Co by było, gdyby muzy klasycznych obrazów zostały „sfotografowane”? [galeria]
„Venus” to nazwa serii stworzonej przez włoską artystkę Annę Utopię Giordano, która zajmuje się manipulowaniem obrazami i obecnymi standardami piękna. W tym sensie artysta wybrał słynne obrazy przedstawiające rzymską boginię miłości i piękna i poprawił za pomocą Photoshopa.
Używając edytora obrazów jako cyfrowego skalpela, Giordano zniknął szerokimi biodrami, wystającymi brzuchami i grubymi udami, dzięki czemu klasyczny Venus jest modelem godnym pokazów mody Victoria's Secret. Celem tego artykułu było pokazanie, w jaki sposób manipulacja obrazem jest łatwym zasobem, który przekształca modele i tworzy wzorce, do których normalne kobiety nie mogą dotrzeć.

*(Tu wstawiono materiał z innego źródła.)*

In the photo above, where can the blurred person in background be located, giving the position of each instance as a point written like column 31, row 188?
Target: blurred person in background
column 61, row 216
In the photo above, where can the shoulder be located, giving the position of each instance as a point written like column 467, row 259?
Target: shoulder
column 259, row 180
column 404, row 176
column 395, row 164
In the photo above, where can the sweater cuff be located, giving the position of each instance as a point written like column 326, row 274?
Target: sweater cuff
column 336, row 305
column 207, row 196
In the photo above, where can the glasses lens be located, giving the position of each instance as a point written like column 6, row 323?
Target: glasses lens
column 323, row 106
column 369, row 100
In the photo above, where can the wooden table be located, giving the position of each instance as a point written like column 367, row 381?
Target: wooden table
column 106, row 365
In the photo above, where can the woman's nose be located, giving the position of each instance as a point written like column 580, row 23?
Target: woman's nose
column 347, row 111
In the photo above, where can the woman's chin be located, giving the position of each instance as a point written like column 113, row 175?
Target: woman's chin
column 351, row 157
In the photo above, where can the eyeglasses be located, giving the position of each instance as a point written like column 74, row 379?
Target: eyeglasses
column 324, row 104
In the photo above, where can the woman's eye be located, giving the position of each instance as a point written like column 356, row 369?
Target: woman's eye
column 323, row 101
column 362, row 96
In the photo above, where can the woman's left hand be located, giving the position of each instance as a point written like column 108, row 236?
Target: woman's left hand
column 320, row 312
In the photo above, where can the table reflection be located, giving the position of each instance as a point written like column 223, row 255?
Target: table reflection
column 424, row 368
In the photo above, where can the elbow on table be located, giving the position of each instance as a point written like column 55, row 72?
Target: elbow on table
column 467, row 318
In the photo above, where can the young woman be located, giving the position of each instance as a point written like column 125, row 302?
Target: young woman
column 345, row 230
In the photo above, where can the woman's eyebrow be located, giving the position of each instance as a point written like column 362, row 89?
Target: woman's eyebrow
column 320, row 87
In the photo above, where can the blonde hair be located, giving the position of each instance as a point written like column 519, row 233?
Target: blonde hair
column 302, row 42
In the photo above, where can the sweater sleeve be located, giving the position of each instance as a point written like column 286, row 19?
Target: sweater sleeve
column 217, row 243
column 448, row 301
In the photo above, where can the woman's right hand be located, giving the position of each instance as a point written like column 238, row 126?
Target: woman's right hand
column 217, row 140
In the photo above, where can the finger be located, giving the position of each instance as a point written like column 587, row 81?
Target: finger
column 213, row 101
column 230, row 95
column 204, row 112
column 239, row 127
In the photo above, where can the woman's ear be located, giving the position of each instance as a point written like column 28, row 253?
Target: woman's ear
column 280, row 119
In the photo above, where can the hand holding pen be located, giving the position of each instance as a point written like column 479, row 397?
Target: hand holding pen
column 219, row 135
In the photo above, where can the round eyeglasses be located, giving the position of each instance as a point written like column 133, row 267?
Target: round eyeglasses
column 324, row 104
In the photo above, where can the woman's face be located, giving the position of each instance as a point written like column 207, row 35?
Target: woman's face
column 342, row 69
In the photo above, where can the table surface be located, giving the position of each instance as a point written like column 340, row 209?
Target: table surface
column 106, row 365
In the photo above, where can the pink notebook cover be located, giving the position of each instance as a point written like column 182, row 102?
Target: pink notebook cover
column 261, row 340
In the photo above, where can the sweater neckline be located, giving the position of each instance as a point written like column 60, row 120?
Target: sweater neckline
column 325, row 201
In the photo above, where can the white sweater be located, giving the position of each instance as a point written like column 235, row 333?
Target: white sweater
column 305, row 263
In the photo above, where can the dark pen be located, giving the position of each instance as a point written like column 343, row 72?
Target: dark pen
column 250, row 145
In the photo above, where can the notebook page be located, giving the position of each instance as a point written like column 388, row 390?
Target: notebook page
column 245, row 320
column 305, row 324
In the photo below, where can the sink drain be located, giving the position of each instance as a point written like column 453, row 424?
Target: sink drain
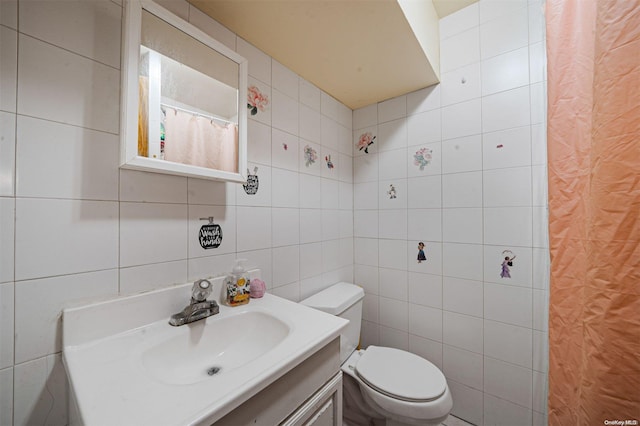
column 213, row 370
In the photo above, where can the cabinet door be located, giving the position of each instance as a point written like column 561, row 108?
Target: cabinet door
column 324, row 408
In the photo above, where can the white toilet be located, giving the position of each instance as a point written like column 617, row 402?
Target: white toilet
column 382, row 386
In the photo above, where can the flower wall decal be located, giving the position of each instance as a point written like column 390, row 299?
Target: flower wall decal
column 366, row 140
column 422, row 157
column 310, row 156
column 256, row 100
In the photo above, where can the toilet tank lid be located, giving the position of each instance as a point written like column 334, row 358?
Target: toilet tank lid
column 335, row 299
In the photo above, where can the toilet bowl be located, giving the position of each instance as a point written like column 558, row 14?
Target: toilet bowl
column 387, row 386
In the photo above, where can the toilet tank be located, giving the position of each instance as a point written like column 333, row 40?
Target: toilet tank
column 343, row 300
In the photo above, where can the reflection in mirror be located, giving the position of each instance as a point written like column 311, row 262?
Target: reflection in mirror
column 189, row 119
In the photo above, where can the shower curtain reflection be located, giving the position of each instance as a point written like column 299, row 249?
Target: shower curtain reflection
column 200, row 141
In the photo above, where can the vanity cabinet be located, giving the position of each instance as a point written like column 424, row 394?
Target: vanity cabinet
column 309, row 394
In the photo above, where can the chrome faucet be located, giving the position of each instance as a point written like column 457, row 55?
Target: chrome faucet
column 199, row 307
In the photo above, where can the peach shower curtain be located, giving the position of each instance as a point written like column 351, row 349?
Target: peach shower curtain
column 593, row 50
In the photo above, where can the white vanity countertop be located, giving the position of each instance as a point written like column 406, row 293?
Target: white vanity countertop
column 103, row 343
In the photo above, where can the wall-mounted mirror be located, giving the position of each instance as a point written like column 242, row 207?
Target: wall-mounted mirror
column 181, row 100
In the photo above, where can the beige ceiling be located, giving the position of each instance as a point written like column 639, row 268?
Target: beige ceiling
column 359, row 51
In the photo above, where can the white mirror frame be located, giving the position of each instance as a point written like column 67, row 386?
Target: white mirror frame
column 129, row 158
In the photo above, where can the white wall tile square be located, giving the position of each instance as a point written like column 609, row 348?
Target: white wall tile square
column 393, row 284
column 284, row 150
column 507, row 187
column 80, row 236
column 60, row 23
column 463, row 225
column 285, row 187
column 392, row 135
column 462, row 296
column 7, row 152
column 425, row 289
column 286, row 265
column 462, row 190
column 8, row 66
column 424, row 127
column 462, row 84
column 6, row 325
column 425, row 192
column 309, row 94
column 40, row 330
column 462, row 119
column 392, row 109
column 152, row 233
column 328, row 132
column 311, row 225
column 505, row 110
column 507, row 148
column 463, row 366
column 462, row 261
column 508, row 304
column 498, row 411
column 462, row 20
column 508, row 343
column 40, row 392
column 79, row 91
column 424, row 224
column 258, row 142
column 284, row 80
column 309, row 124
column 422, row 100
column 7, row 239
column 462, row 331
column 137, row 186
column 460, row 50
column 506, row 71
column 508, row 226
column 508, row 381
column 425, row 321
column 467, row 402
column 394, row 314
column 492, row 33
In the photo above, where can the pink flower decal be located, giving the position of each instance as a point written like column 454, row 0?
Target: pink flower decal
column 256, row 100
column 366, row 139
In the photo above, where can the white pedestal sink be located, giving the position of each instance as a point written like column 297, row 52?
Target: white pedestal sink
column 128, row 366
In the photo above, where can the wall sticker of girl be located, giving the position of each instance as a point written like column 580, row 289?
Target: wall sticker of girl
column 506, row 263
column 421, row 255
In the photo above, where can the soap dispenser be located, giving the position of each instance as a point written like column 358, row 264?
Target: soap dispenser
column 237, row 285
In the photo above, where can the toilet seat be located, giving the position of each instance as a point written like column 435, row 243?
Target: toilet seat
column 400, row 375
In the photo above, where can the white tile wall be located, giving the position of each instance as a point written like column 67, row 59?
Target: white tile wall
column 74, row 227
column 483, row 193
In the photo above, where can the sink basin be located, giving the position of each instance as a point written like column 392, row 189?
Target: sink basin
column 127, row 366
column 197, row 352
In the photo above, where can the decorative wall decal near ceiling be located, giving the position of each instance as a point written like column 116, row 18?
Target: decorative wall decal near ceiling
column 507, row 263
column 310, row 155
column 256, row 100
column 327, row 158
column 251, row 187
column 421, row 255
column 392, row 192
column 366, row 140
column 422, row 158
column 210, row 234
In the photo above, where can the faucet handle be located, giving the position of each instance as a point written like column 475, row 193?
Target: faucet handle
column 200, row 291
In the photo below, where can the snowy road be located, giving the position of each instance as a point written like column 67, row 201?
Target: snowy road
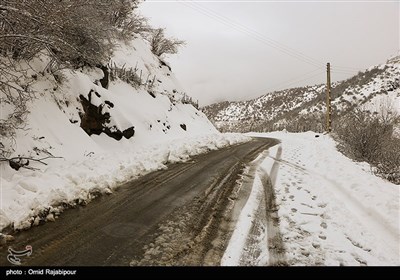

Co ciekawe, Anna Giordano jest również modelką i aktorką, wybrała klasyczne obrazy Wenus - takie jak dzieła Botticellego i Velázqueza - do cyfrowej transformacji. W prostym porównaniu klasycznych muz z ich reprezentacjami z XXI wieku można zobaczyć znacznie cieńsze kobiety o zmienionych wymiarach. Gdy biodra się kurczą, piersi powiększają się, na przykład w celu dopasowania do nowych wzorów.
„Retuszowałem kilka zdjęć [...] i myślałem o społeczeństwie, sieciach społecznościowych i potrzebie akceptacji. Sztuka zawsze szuka idealnej formy - ewoluowała przez historię, od klasycznych proporcji starożytnej Grecji po kwitnące piękno renesansu, długowieczny wygląd modeli takich jak Twiggy i atletyczny wygląd naszych czasów ”- wyjaśnia artysta.
Według The Telegraph retuszowane wersje klasycznej Wenus wywołały poważną debatę na blogach i portalach społecznościowych we Włoszech. Niektórzy uważali przerobione obrazy za przerażające, a inni przestali zastanawiać się nad łatwością, z jaką można nimi cyfrowo manipulować.